SBW could play round one of Super rugby
Boxing All Black Sonny Bill Williams could yet be fit in time to play the first round of Super Rugby after a positive assessment of his leg stress fracture.
Williams met with All Blacks doctor Deb Robinson and her Crusaders counterpart Martin Swan on return to New Zealand following his heavyweight fight on the Gold Coast on Saturday.
"He had a re-X-ray and the X-ray looks really good," Robinson said.
The big centre has a stress fracture of the left fibula bone, which was diagnosed towards the end of the All Blacks tour of the UK late last year.
"He's had lots of bone healing, there's certainly no concerns about it, there's no new injury and he's come through the last month well.
"We're a bit reluctant to commit ourselves to say he'll be ready for round one (of the Super 15 in less than three weeks) but he maybe," she said optimistically.
Williams, who won a unanimous points decision over Scott Lewis in Saturday night's fight, was criticised over his decision to take the bout while injured.

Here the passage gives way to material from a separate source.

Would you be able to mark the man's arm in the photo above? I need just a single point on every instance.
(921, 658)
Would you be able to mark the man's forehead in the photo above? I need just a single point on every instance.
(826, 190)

But Robinson even went as far as saying that boxing is good preparation and that most other players indulge in this form of preparation, albeit not a full professional bout.
"He's been boxing-fighting and we are going to get him back into rugby training," she said, indicating that he will begin running with the Crusaders immediately.
"But it will take two or three sessions of running to see how he's going."
Robinson said a fibula stress fracture related "to the mechanics of running" and added that "boxing training was actually the right sort of load".
"He was great. He followed our instructions really well and had no problems at all through that month," she said.
Robinson praised Williams' attitude to training: "I don't think you could fault the guy - he does everything you ask of him and he works very, very hard."
Because Williams' decision to fight in the pre-season was unique in New Zealand rugby, Robinson was unable to say if his boxing preparation had hindered his recovery from injury. However, she and Swan have assessed that Williams is not worse off because of the fight.
Robinson said Williams will start "walk-jogging" and then build-up to full pace.
"Running at pace and changing direction provide more of a risk," Swan said of the decision to build up his running in stages. He added that Williams is in very good shape "from a cardiac point of view".
"Everything from our point of view seems very positive," Crusaders coach Todd Blackadder said. "We'll just wait and see."
Blackadder said a decision on Williams' availability will be made in the week preceding the first match against the Blues on February 19, in Auckland.